Children's Hospital of Orange County; University of California, Irvine, Orange, CA, USA.

BACKGROUND: The indications for voiding cystourethrogram (VCUG) were changed with the 2011 American Academy of Pediatrics guidelines, which recommended delaying VCUG until after the second febrile urinary tract infection (UTI). We hypothesized that prevalence of high grade VUR and surgical intervention have increased following publication of the guidelines.

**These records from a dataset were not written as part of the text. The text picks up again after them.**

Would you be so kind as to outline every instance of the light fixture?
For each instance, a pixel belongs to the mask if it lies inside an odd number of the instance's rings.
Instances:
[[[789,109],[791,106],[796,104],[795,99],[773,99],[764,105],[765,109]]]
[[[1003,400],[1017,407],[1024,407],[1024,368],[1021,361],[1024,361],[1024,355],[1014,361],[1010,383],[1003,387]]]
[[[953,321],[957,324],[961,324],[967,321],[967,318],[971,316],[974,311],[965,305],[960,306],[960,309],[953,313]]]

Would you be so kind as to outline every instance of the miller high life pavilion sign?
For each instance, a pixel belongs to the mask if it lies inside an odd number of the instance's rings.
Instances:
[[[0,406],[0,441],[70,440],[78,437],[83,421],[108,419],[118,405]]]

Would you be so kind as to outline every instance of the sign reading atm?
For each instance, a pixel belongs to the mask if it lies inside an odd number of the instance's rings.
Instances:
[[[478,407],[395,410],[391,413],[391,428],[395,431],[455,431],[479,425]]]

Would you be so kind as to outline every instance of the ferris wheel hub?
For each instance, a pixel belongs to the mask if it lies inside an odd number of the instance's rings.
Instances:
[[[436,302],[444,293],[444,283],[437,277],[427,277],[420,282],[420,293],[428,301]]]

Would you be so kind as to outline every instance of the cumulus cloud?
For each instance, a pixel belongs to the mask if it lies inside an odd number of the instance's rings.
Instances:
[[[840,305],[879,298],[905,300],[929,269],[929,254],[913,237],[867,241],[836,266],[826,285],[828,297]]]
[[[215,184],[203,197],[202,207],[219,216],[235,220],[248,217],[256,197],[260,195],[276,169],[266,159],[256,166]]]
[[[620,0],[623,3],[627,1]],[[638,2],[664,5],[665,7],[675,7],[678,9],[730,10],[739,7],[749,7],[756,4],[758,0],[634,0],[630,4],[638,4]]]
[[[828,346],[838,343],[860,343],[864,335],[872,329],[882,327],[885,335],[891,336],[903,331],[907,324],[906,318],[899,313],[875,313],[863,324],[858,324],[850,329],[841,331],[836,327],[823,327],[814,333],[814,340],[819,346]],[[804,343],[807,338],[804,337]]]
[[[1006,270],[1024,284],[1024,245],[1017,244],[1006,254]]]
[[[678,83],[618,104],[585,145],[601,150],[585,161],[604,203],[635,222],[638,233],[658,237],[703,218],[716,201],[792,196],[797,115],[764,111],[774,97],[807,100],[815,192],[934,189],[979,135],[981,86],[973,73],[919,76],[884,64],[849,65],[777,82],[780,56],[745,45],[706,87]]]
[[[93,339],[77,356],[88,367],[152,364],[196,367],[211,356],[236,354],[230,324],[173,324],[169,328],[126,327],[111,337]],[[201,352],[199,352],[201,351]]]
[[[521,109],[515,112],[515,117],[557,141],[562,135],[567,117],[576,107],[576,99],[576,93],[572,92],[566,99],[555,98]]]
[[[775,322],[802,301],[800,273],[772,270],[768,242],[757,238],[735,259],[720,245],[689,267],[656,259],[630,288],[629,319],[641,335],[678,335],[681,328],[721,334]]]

METHODS: Patients with primary VUR were prospectively collected at a single center. The modern cohort was born between 2012-2020 and the historical cohort from 2007-2010. Children with secondary VUR, ureterocele, duplication anomalies, multicystic dysplastic kidney, ectopic ureter were excluded. The two populations were compared based on demographic, VUR characteristics, and the outcomes of UTI development and surgical intervention. UTI development defined as pyuria and bacteriuria on urinalysis and greater than 50,000 CFU/mL of a single organism. Chi-square and Wilcoxon tests were used for analysis. RESULTS: In the modern cohort, 256 patients met inclusion criteria and 73 patients in the historical cohort. Median age at diagnosis did not differ between the two groups (p = 0.16). No differences were found in circumcision status, race/ethnicity, or median follow-up time between the two groups (median 3.2 years in both, p = 0.85). However, the historical cohort had more female patients (68%, 50/73) compared to modern cohort (50%, 128/256, p = 0.005). The rate of high grade VUR increased from 15% (12/73) in historical cohort to 36% (92/256) in modern cohort (p = 0.002). More patients in the contemporary cohort (20%, 52/256) developed UTI during follow-up compared to historical cohort (6.9%, 5/73) but this was not significant (p = 0.20). In the modern cohort, more patients required surgical intervention (19%, 49/256) compared to historical patients (6.9%, 5/73, p= 0.02). CONCLUSIONS: We found a greater than two-fold increase in high grade VUR in the modern cohort and a significantly higher number of patients required surgical management compared to our historical cohort. Our results indicate that modern VUR patients have more severe VUR compared to patients seen prior to 2011. Modern VUR management should account for patients presenting with higher grade VUR and higher risk of UTI.